Should China build a muni market?

By Cate Long
October 22, 2013

Reuters reported on the possibility that China’s government will take the next step in building a municipal bond market. It seems that local governments in China have accumulated a lot of debt and it needs to moved off their books. From Reuters:

China may decide next month to expand a trial program allowing local governments to sell bonds, in response to concerns that their huge borrowings are largely hidden from view and pose a risk to the stability of the nation’s financial system.

How big is this debt?

Local government debt totals up to $4 trillion or 42 percent of gross domestic product, according to some unofficial estimates, but much of it has been raised via financing vehicles that do not disclose details on the size and health of loans.

The U.S. market is about 23 percent of GDP, or $3.7 trillion. So the amount of local debt in China exceeds the U.S., and it’s not even fully disclosed, structured or regulated? Did the Chinese government really not know this massive borrowing was happening? The government wanted massive fiscal stimulus after the 2008 financial crisis.

Chinese law bans local governments from selling debt directly in a measure that was meant to restrain their borrowings, but local officials have skirted it by raising debt through financing vehicles to fund infrastructure projects.
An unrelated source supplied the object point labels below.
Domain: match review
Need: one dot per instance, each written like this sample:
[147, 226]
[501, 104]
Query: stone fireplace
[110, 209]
Borrowing through so-called local government financing vehicles (LGFV) exploded in 2008-09, when China pumped 4 trillion yuan ($656 billion) in stimulus spending through the economy to cushion the impact of the global financial crisis.

Now China may have about $4 trillion of local market debt that it wants to securitize. Where to start? Here is my checklist for the Chinese State Council about how to create a strong and stable municipal bond market.

  1. Standardize the meaning of terms used in the bond market. Publish these terms online in a glossary or dictionary the way the MSRB has done for the U.S. market.
  2. Create a securities numbering system that is free to all market participants. One of the largest chokeholds on the development of the U.S. municipal bond market is the substantial fees required to license the CUSIP identification system.
  3. Create a standard form for bond market documents. Use a form that is mostly check off boxes and has the least amount of free text as possible. Require that all extant documents are converted to the new forms. Create a method for the judiciary to resolve differences between original and converted documents.
  4. Create a central repository for these documents and make it available to the general public, like the U.S. MSRB’s EMMA system.
  5. Mandate that local governments (or other quasi-public issuers) that have outstanding bonds disclose information about their financial condition on an ongoing basis. Information about events that are related to the issuer or their bonds like bond calls or defaults could be filed in online repository.
  6. Create a structure to report all bond trades in a central location. Use MSRB’s EMMA as a template to do this.

This is a massive undertaking and not one that should be done lightly. Securitizing $4 trillion of local government debt is not going to be easy. But like the U.S. market, China’s government could develop a place for the Chinese people to store their savings, create transparency about local government finances and create a foundation for an effectively regulated market. Good luck to the Chinese State Council.